Of course, being constantly performance-minded, I couldn’t help but wonder how well SQL would handle these huge row sets, so I set about to running my SQL across incrementing n’s.
For n-Tuples, I got these results (CPU and elapsed time are in milliseconds):
n #n-Tuples CPU Elapsed
1 1 0 1
2 4 0 1
3 15 0 1
4 64 0 2
5 325 15 83
6 1956 47 202
7 13699 468 831
8 109600 3682 7033
9 986409 41809 116940
10 9864100 485054 1410456
At n=10, I decided to stop because I’d be too impatient to run for n=11!

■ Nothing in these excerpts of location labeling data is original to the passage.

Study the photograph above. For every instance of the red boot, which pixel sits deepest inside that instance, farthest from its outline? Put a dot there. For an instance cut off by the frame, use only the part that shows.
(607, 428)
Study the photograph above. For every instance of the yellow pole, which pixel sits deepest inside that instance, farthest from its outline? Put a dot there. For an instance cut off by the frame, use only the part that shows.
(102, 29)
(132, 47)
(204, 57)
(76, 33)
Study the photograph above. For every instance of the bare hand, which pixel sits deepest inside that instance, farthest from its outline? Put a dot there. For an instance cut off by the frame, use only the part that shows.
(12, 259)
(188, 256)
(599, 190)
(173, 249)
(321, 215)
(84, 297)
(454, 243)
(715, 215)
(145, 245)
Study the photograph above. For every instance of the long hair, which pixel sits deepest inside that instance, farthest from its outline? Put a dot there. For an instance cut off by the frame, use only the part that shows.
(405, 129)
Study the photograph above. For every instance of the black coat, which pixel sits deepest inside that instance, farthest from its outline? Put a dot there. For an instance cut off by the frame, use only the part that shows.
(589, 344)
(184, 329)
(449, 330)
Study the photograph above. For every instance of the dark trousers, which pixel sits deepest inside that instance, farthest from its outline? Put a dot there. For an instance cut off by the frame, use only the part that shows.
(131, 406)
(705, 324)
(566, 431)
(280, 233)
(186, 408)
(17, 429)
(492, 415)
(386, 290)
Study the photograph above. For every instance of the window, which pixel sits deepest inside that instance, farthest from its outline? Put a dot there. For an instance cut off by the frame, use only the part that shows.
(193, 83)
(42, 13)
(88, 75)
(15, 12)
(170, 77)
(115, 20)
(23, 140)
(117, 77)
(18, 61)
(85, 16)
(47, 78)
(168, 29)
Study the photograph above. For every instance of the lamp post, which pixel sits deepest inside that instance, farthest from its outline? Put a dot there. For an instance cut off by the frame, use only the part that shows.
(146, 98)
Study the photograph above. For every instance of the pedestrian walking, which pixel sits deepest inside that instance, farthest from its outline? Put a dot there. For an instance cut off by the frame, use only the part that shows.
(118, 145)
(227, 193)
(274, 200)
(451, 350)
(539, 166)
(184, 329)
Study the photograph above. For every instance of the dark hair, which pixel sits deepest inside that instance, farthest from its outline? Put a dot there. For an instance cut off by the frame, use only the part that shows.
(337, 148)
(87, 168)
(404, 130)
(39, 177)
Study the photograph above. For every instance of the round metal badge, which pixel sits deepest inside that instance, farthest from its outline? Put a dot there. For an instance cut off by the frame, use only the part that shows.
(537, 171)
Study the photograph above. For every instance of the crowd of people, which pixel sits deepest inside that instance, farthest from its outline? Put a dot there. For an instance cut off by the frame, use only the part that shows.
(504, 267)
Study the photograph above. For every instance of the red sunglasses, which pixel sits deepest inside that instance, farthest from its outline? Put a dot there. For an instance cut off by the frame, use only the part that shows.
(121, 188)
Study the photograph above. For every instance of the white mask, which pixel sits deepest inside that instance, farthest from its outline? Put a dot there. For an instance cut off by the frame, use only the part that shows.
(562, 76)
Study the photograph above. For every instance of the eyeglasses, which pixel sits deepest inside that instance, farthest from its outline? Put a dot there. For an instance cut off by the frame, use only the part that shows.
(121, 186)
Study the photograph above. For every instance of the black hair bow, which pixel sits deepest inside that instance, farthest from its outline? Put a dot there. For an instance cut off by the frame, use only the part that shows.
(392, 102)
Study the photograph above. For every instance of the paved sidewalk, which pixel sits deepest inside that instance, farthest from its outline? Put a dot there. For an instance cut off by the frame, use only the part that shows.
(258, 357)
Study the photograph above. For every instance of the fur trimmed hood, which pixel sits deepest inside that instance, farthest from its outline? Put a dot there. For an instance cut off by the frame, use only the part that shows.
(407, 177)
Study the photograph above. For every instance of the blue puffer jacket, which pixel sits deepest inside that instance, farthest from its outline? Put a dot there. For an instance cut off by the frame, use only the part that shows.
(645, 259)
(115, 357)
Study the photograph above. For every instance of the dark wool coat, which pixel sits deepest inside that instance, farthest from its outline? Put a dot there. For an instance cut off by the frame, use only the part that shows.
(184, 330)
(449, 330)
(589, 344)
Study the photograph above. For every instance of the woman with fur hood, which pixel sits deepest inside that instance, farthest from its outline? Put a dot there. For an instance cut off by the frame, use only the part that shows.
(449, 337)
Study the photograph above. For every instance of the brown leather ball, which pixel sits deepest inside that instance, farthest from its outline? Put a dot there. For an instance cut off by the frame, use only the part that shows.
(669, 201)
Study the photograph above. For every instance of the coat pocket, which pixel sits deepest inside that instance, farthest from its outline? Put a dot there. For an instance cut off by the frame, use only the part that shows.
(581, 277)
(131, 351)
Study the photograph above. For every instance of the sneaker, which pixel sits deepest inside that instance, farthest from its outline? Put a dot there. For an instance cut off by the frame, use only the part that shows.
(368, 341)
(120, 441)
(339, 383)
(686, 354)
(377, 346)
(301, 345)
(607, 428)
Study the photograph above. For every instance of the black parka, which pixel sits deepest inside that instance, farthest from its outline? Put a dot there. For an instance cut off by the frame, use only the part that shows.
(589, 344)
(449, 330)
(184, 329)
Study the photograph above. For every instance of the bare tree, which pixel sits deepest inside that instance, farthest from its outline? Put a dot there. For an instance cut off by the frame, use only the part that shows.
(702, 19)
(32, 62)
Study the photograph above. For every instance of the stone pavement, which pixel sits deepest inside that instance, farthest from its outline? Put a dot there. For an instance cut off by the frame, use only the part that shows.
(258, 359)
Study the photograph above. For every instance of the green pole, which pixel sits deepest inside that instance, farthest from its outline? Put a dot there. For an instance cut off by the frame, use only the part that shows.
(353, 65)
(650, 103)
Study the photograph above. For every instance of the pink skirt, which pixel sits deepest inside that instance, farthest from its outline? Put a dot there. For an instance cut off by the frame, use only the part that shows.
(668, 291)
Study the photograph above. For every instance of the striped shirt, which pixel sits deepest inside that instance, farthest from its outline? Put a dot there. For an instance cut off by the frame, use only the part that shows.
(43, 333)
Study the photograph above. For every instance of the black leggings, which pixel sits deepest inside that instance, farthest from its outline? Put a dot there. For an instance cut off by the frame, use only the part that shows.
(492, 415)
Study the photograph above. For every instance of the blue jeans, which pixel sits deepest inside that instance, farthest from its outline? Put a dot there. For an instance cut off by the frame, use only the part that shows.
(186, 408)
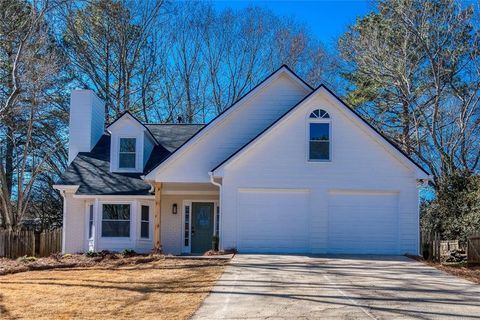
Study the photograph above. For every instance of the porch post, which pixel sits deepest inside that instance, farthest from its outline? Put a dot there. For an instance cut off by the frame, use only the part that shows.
(158, 217)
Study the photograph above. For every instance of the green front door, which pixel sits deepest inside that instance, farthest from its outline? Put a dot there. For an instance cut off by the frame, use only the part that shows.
(202, 226)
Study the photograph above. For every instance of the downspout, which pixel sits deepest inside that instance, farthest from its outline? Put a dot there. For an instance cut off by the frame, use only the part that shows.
(219, 185)
(64, 211)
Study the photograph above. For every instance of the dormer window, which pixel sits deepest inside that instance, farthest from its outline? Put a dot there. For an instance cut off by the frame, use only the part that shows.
(319, 135)
(127, 156)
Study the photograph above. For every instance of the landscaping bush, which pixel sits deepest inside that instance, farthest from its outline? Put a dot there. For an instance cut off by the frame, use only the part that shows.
(128, 252)
(27, 259)
(91, 254)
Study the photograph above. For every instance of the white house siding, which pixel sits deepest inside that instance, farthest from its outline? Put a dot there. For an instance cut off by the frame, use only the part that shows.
(172, 229)
(359, 163)
(248, 119)
(73, 224)
(134, 242)
(148, 145)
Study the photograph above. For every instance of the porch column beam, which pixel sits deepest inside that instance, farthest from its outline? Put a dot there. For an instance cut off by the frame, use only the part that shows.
(157, 230)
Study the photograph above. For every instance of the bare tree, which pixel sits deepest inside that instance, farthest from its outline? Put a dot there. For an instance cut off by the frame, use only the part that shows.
(32, 122)
(111, 44)
(414, 67)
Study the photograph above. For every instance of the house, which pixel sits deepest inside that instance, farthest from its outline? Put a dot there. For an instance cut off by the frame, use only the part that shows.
(286, 169)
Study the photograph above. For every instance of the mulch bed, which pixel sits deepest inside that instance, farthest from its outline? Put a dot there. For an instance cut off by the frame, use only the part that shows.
(57, 261)
(101, 259)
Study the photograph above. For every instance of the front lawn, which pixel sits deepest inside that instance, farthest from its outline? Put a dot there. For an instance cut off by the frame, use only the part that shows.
(159, 289)
(471, 273)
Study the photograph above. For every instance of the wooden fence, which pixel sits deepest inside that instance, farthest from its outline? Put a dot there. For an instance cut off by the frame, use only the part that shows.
(437, 249)
(14, 244)
(473, 249)
(50, 242)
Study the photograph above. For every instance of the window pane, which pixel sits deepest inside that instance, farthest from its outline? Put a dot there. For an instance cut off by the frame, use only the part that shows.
(127, 160)
(144, 230)
(145, 213)
(116, 212)
(115, 228)
(127, 144)
(319, 150)
(319, 131)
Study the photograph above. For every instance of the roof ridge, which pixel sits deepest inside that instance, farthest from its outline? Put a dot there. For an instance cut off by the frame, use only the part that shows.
(171, 124)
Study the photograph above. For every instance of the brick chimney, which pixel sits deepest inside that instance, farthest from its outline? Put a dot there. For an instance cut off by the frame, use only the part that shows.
(87, 122)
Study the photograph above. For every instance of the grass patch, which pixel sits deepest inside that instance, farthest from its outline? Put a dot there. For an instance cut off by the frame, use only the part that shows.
(159, 289)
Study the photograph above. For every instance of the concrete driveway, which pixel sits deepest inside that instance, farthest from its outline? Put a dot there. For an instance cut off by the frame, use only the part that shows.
(361, 287)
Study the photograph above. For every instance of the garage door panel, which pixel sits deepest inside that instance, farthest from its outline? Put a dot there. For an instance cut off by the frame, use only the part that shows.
(272, 221)
(363, 223)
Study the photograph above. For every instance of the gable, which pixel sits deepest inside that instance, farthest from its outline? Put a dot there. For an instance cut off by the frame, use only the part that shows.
(226, 133)
(344, 122)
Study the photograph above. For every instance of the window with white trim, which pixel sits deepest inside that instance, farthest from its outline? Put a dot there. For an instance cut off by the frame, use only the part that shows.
(186, 227)
(217, 225)
(127, 155)
(319, 147)
(115, 220)
(145, 222)
(90, 222)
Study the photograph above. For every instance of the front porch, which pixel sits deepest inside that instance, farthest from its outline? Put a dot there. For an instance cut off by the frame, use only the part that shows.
(180, 218)
(187, 217)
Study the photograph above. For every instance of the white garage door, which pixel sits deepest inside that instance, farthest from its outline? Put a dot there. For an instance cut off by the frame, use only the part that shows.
(273, 221)
(363, 223)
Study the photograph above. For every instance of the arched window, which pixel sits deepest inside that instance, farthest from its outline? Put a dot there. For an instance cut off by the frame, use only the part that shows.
(319, 114)
(319, 144)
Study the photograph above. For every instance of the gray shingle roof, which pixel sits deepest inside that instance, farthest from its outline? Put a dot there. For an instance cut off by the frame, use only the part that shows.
(91, 170)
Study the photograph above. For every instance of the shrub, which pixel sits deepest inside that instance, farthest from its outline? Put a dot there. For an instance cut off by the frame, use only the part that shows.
(91, 254)
(27, 259)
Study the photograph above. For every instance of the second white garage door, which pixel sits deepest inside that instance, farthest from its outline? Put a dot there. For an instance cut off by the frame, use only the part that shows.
(363, 223)
(272, 220)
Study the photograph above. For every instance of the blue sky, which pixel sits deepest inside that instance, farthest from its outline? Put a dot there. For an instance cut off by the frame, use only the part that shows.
(326, 19)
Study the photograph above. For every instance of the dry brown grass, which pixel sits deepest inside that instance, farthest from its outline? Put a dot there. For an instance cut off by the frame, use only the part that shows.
(163, 289)
(471, 273)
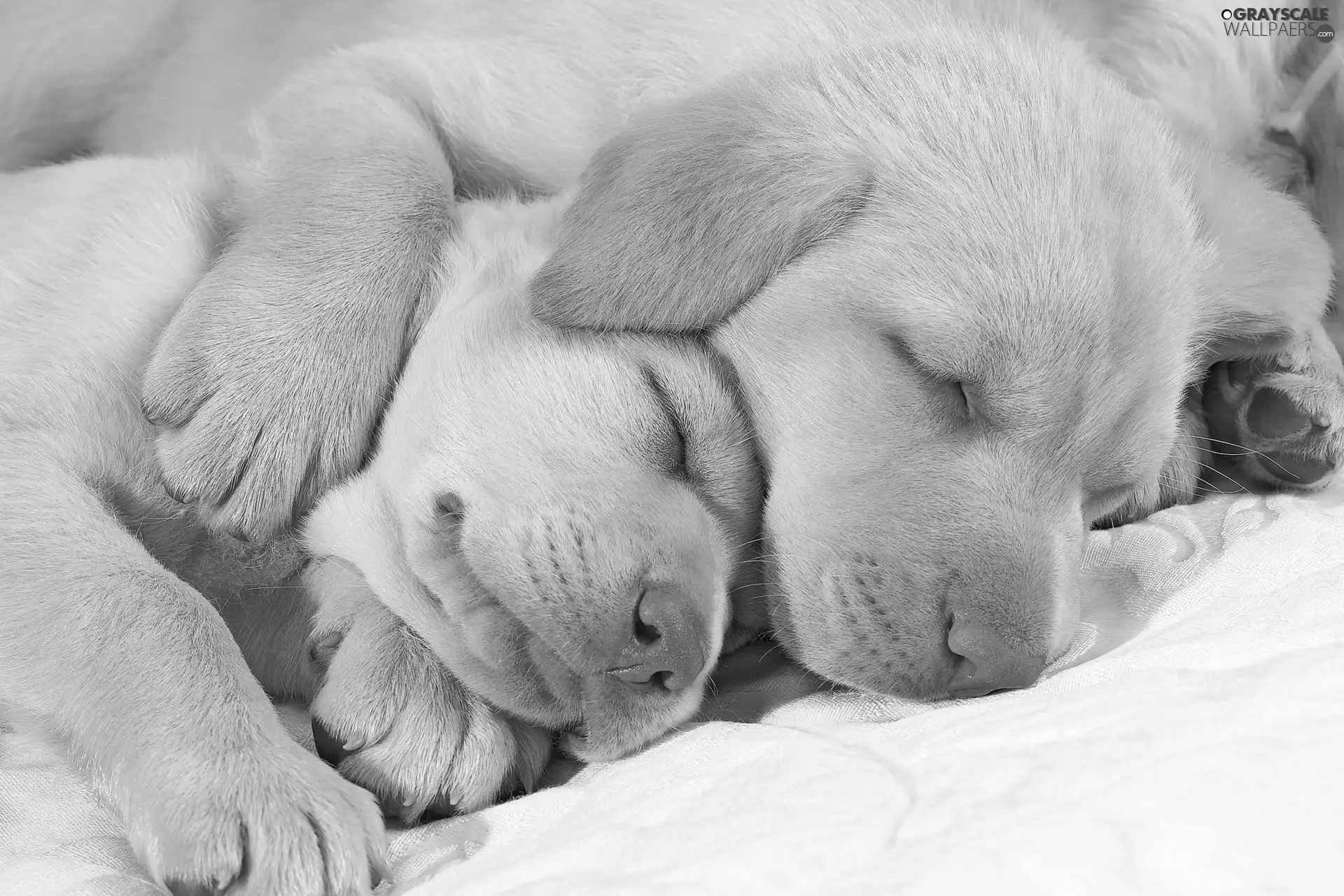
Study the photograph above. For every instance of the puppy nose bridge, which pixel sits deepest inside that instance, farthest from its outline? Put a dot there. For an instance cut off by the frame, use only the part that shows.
(988, 662)
(664, 647)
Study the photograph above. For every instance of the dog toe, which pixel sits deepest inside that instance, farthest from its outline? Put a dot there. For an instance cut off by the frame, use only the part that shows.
(1275, 415)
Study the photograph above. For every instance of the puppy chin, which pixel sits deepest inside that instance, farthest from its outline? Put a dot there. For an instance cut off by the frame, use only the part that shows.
(620, 722)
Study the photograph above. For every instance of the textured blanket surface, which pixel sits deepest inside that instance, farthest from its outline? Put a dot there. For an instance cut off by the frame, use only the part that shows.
(1191, 742)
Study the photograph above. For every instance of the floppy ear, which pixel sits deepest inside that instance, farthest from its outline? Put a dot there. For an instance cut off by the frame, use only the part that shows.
(692, 210)
(1270, 273)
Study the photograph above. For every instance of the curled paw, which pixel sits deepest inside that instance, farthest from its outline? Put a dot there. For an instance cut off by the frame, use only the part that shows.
(264, 821)
(1280, 424)
(391, 718)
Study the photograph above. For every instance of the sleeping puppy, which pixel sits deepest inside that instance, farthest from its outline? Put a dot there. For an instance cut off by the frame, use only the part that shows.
(960, 347)
(378, 136)
(578, 583)
(558, 517)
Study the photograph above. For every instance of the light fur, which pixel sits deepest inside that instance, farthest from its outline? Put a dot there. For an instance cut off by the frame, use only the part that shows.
(507, 610)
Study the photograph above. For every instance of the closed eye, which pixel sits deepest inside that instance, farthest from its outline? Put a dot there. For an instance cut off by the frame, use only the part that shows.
(952, 390)
(671, 449)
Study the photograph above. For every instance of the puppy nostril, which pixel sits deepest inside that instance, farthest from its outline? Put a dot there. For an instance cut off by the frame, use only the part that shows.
(987, 662)
(645, 630)
(666, 647)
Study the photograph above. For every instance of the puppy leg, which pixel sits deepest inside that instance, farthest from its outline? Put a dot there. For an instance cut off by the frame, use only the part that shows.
(274, 372)
(393, 719)
(139, 672)
(272, 628)
(1281, 419)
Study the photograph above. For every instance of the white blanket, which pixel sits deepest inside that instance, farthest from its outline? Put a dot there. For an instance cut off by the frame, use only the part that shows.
(1193, 742)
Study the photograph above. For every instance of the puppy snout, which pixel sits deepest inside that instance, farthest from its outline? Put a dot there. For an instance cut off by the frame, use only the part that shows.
(988, 662)
(666, 648)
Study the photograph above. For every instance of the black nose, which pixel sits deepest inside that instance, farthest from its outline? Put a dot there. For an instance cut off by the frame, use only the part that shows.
(667, 647)
(990, 663)
(330, 747)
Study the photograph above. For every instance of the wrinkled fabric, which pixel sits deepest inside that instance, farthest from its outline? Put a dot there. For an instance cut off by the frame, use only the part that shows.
(1191, 742)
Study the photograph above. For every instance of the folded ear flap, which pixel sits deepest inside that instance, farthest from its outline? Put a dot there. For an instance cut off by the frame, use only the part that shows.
(691, 211)
(1269, 277)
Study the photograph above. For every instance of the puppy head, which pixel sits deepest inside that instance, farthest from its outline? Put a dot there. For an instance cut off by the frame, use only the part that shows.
(559, 514)
(965, 285)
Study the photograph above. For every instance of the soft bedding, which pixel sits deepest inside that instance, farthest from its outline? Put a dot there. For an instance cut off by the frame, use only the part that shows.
(1191, 742)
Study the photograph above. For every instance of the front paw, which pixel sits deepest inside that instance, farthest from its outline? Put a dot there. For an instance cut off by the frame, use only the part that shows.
(254, 822)
(1280, 422)
(391, 718)
(262, 406)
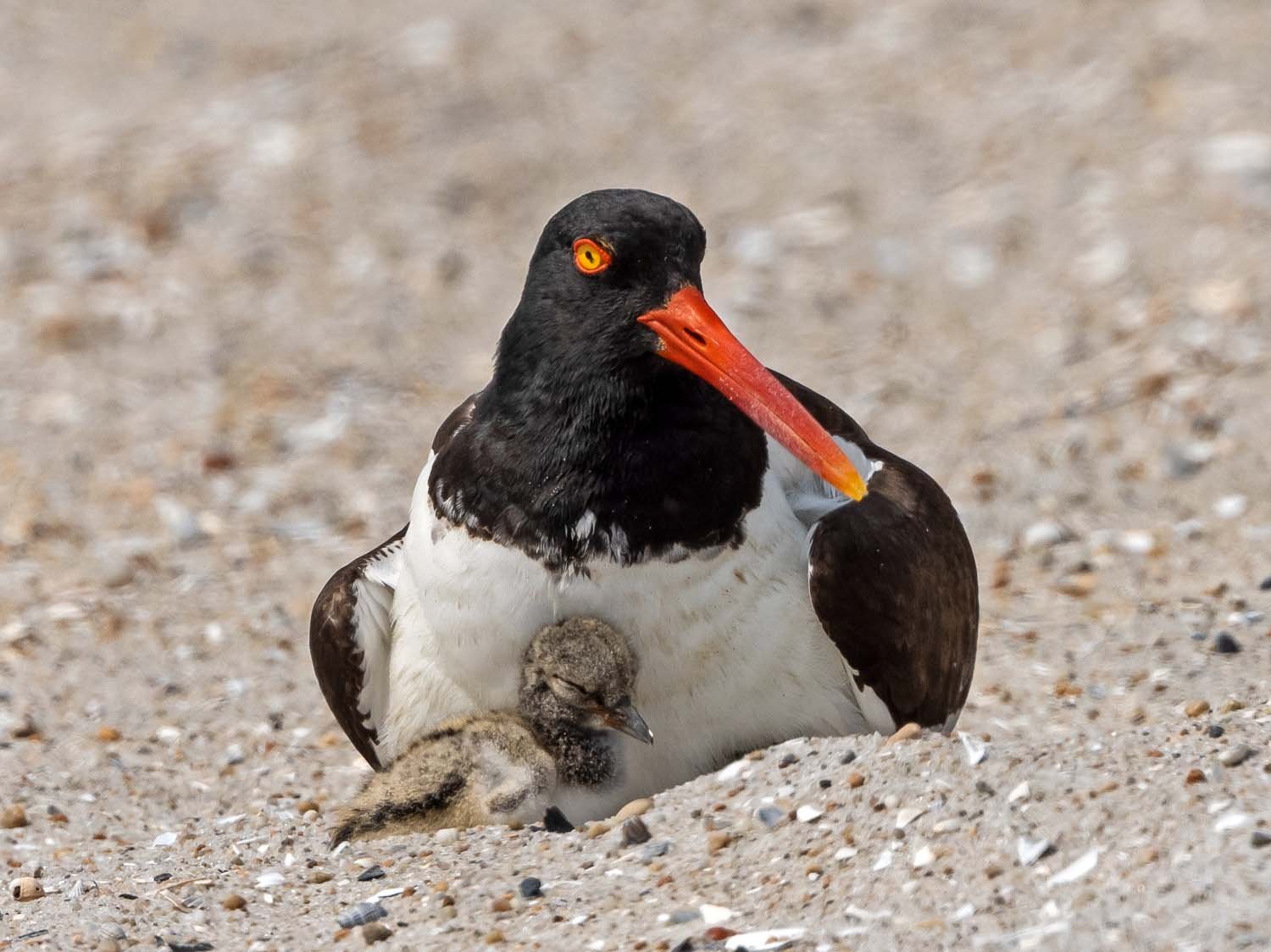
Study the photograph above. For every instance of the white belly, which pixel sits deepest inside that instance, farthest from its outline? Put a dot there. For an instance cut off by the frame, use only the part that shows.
(731, 655)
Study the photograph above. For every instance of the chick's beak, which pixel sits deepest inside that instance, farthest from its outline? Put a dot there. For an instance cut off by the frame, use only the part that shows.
(627, 718)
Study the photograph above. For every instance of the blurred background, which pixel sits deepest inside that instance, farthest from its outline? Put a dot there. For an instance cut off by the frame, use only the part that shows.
(251, 254)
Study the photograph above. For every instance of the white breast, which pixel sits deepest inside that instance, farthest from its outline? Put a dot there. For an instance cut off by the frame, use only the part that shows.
(731, 654)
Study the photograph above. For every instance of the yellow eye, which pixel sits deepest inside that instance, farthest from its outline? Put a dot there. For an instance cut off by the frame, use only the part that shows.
(589, 257)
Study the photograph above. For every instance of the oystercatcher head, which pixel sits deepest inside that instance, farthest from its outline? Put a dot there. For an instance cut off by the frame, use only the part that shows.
(619, 399)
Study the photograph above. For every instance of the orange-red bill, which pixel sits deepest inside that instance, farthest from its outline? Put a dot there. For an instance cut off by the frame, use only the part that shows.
(694, 337)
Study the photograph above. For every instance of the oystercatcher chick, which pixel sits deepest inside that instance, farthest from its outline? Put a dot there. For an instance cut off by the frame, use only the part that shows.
(508, 767)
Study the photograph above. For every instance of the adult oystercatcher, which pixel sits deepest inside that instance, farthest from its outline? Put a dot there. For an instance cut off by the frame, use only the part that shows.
(778, 573)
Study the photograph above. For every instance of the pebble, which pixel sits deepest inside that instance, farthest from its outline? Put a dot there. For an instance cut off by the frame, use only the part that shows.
(25, 888)
(1031, 850)
(764, 939)
(1230, 506)
(1225, 644)
(530, 888)
(361, 914)
(375, 932)
(1235, 756)
(717, 840)
(635, 832)
(713, 916)
(770, 816)
(1042, 535)
(907, 733)
(553, 822)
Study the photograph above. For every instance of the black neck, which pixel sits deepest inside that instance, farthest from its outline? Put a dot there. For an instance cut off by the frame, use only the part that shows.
(660, 460)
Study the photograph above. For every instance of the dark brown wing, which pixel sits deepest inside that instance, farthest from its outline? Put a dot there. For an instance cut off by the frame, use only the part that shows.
(348, 642)
(892, 580)
(350, 627)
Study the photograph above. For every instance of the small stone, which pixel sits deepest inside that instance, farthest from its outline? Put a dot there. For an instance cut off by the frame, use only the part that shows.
(635, 832)
(1230, 506)
(907, 733)
(1224, 644)
(597, 827)
(530, 888)
(25, 888)
(770, 816)
(637, 807)
(806, 814)
(1042, 535)
(556, 822)
(1235, 756)
(375, 932)
(717, 840)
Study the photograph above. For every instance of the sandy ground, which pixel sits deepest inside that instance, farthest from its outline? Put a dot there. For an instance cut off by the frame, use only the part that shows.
(251, 254)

But you can take the unique, ordered, n-Tuples much further as the progression of increase in number of the rows in the row sets is much slower.
n #n-Tuples CPU Elapsed
1 1 0 0
2 3 0 0
3 7 0 0
4 15 0 0
5 31 0 2
6 63 15 2
7 127 0 4
8 255 15 62
9 511 0 34
10 1023 16 70
11 2047 63 264
12 4095 109 218
13 8191 234 392
14 16383 453 799
15 32767 1030 1717
16 65535 2230 3711
17 131071 4555 8535
18 262143 10452 27458
19 524287 21871 58594
20 1048575 45802 135406
21 2097151 -- --
22 4194303 -- --
23 8388607 -- --
Once again, I’ll be too impatient to wait for n=21 to complete!
There are some caveats to these functions that you should be aware of:
- If there are any duplicates in your source table, these will be eliminated in the results (by design).
- You need to take care if your data points look like A, AA, AAA. Note how the source table has defined this column as CHAR(3). This is also by design. The CHARINDEX statement would remove the n-Tuples (where n>1) of this particular set if you used VARCHAR(3) instead. So if you’re working with integers you want n-Tuples of, your best course of action is to left pad them with 0’s or right pad them with blanks.
We hope you enjoyed this quick excursion into the world of recursive CTEs and n-Tuples. We know we most certainly did. Perhaps even one day it will be as useful for you as it was for me.
Now if I can only figure out how these pesky recursive CTEs really work, then I could post something really interesting!